Warren said he made the donation on Nov. 13 and the Windham Town Council formally accepted the donation in December.

“Typically when people gift they look at private enterprise, or if they’re looking at a town, they generally gift real estate,” Warren said. “I really looked at, ‘How can I gift something that will improve the overall operating efficiency of the town?’”

Warren became the subject of national headlines when the Maine Attorney General’s Office slapped him with a criminal indictment in 2009, following complaints from half a dozen irate Rent-A-Husband promissory note holders that Warren was not paying them back. It was the beginning of a four-year legal imbroglio that finally came to an end in March when the attorney general, who had dropped the criminal charges in 2011, dismissed subsequent civil action against him.

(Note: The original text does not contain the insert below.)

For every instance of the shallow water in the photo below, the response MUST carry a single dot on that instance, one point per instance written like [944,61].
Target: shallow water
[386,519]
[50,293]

Under the terms of a consent judgment, Warren transferred just under $2 million to the state to distribute to his investors. Warren also reached a confidential settlement with Ace Hardware and two law firms, Preti Flaherty and Marcus Clegg & Mistretta, that had drafted investment contracts and agreements for him.

Warren declined to detail the size of the settlement. Warren said the $20,000 donation, which he made with his partner Donna Leith, came from his “personal wealth.”

Libby said the donation was unusually large.

“We often get donations from people sporadically throughout the year but usually a donation of this amount is very much appreciated but not necessarily common,” he said.